Posted on 05/13/2002 6:04:59 PM PDT by NathanM

Faulty foundation of the 14th Amendment By Nathan McClintock

Since my column on the First Amendment was published, I have received various comments concerning the use of the 14th Amendment to justify Federal control over States rights. The 14th Amendment, which dates back to 1868, restricts the States from making or enforcing any law that violates the “privileges or immunities of citizens of the United States,” and protects citizens from being deprived of “life, liberty, or property”. This Amendment also gives each person equal protection under the law.

Although this Amendment sounds positive because of its protection of every U.S. citizen’s liberty, there is a flip side. This Amendment has allowed the protection of these rights to change hands from the State level to the federal level. Citizens can protect their rights and liberty best at the State level, because States have smaller populations. Therefore the people have a stronger voice, and are a more powerful political force.

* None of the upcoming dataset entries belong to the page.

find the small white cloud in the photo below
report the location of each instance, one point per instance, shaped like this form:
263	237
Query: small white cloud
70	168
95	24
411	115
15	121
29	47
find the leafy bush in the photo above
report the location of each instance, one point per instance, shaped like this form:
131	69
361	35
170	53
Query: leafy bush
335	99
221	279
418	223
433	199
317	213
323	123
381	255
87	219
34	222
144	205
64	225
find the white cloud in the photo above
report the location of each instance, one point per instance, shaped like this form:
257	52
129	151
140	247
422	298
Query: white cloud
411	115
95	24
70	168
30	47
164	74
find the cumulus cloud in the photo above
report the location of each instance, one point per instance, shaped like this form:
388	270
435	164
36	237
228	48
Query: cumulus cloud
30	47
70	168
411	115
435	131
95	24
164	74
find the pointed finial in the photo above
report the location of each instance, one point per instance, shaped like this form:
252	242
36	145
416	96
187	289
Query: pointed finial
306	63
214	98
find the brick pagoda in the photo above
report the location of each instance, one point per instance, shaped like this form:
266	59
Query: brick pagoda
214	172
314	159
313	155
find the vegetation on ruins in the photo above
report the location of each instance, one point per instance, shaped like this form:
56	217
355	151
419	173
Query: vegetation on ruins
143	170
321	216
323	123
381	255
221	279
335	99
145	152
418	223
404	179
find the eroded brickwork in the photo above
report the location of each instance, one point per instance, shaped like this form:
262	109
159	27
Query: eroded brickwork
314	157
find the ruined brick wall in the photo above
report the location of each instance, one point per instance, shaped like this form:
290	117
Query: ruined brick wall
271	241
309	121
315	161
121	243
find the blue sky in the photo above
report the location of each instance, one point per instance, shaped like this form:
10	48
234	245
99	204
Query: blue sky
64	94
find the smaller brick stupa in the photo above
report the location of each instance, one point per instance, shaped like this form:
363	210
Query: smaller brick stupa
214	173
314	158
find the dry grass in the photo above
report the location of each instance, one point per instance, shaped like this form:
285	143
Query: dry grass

The later part of the 14th Amendment that protects life, liberty, and property has been referred to as the “The Due Process Clause.” In 1897, the U.S. Supreme Court heard the case of Allgeyer v. Louisiana, and using the 14th Amendment to their advantage, the Court struck down for the first time a State statute. Even today, this clause continues to be used by the Federal Courts to strip rights, such as the First Amendment, from the States and hand them over to federal control.

However, a more conservative interpretation would lead us to conclude that this Amendment was designed to protect from discrimination between blacks and whites. Very simply, the Amendment dictated that State governments must give equal rights to all races. When viewed with the fact that the Civil War had terminated only three years prior, this interpretation makes the most sense.

In July of 1866, the U.S. Congress, controlled by a radical Republican majority, voted in favor of the 14th Amendment to act as a protection of civil rights. It must be noted that all 22 U.S. Senators from the Southern States were unseated and denied the privilege to vote on this Amendment. This action, denying Southern Senators their seats in Congress, directly violates Article Five of the Constitution where the States are guaranteed the right to equal suffrage in the U.S. Senate.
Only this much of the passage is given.